Entre 600 000 et 1 million de foyers iraniens — jusqu’à 3,2 millions de personnes — sont temporairement déplacés à l’intérieur de l’Iran depuis le début du conflit. Le 1er mars, des débris d’un missile intercepté ont frappé le terminal de Jebel Ali, provoquant un incendie à dix minutes de l’International Humanitarian City (IHC) de Dubaï.
La rupture n’est pas seulement humaine : elle touche le cœur logistique du secours mondial. En vingt ans, l’IHC est devenu la plaque tournante des opérations d’urgence, coordonnant acheminement et stockage à faible coût pour les ONG et agences onusiennes.
Or aujourd’hui, le complexe et le port voisin croulent sous les conséquences directes des combats et des contrôles : l’Organisation internationale pour les migrations (OIM) signale une surcharge d’urgence de 3 000 dollars par conteneur, et le Programme alimentaire mondial (PAM) avertit que les tensions sur les chaînes d’approvisionnement font grimper le coût des opérations vitales.
Pendant que des millions attendent nourriture et abri, des conteneurs pleins d’aide restent bloqués à Dubaï. Les routes maritimes et les assurances s’ajustent en temps réel : plus de risques, plus de frais, moins de capacité opérationnelle.
Au Liban, plus de 300 000 personnes se retrouvent sans domicile, et les centres d’accueil débordent. Dans des crises lointaines — Soudan, Myanmar — l’onde de choc financière augmente le prix des programmes humanitaires : carburant, transport, stockage, voire sécurité des équipes sur le terrain.
Le conflit déclenche aussi des chocs de marché qui menacent d’empirer la crise humanitaire.
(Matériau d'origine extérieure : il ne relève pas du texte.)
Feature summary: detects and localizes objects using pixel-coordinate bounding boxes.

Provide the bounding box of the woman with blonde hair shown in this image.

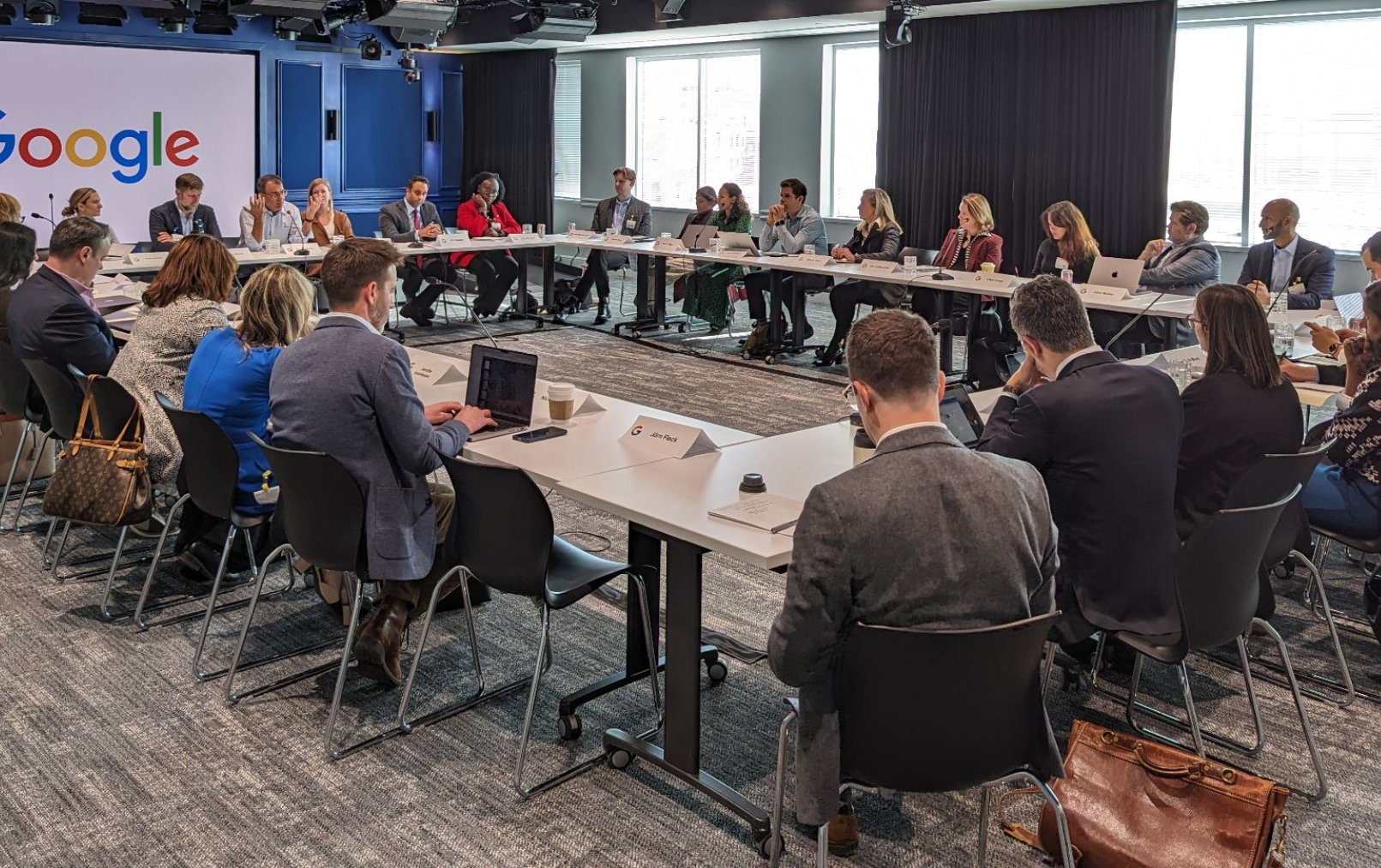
[178,265,314,576]
[111,235,235,484]
[1031,201,1098,283]
[814,189,906,366]
[62,186,120,244]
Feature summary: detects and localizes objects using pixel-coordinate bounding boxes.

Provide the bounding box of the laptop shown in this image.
[940,386,983,447]
[465,346,537,440]
[1084,257,1146,292]
[681,226,718,253]
[719,232,762,257]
Premièrement, la hausse des prix du pétrole et la volatilité des marchés énergétiques renchérissent tous les coûts logistiques.
Deuxièmement, la dépréciation des monnaies locales réduit le pouvoir d’achat et la portée des financements en devises étrangères. Troisièmement, la perturbation des approvisionnements en engrais, déjà fragile depuis des années, risque d’aggraver les pénuries alimentaires à moyen terme — moins de récoltes, des prix qui s’envolent, des populations plus vulnérables.
Pour les agences humanitaires, le calcul est simple et brutal : plus la logistique coûte cher et devient risquée, moins l’assistance atteint ceux qui en ont besoin. Le HCR adapte ses services en Iran et demande la protection des civils, le maintien des accès humanitaires et l’ouverture des frontières pour les personnes cherchant refuge.
Mais ces appels heurtent la réalité opérationnelle d’un système sous-financé, dépendant d’un hub unique qui vacille. Il ne s’agit plus seulement d’envoyer des caisses de nourriture. Il faut repenser les routes, diversifier les hubs, et financer d’urgence des stocks prépositionnés dans plusieurs régions. Tant que Dubaï — et Jebel Ali en particulier — reste un goulet d’étranglement, l’aide mondiale restera à la merci des lignes de feu et des fluctuations du marché.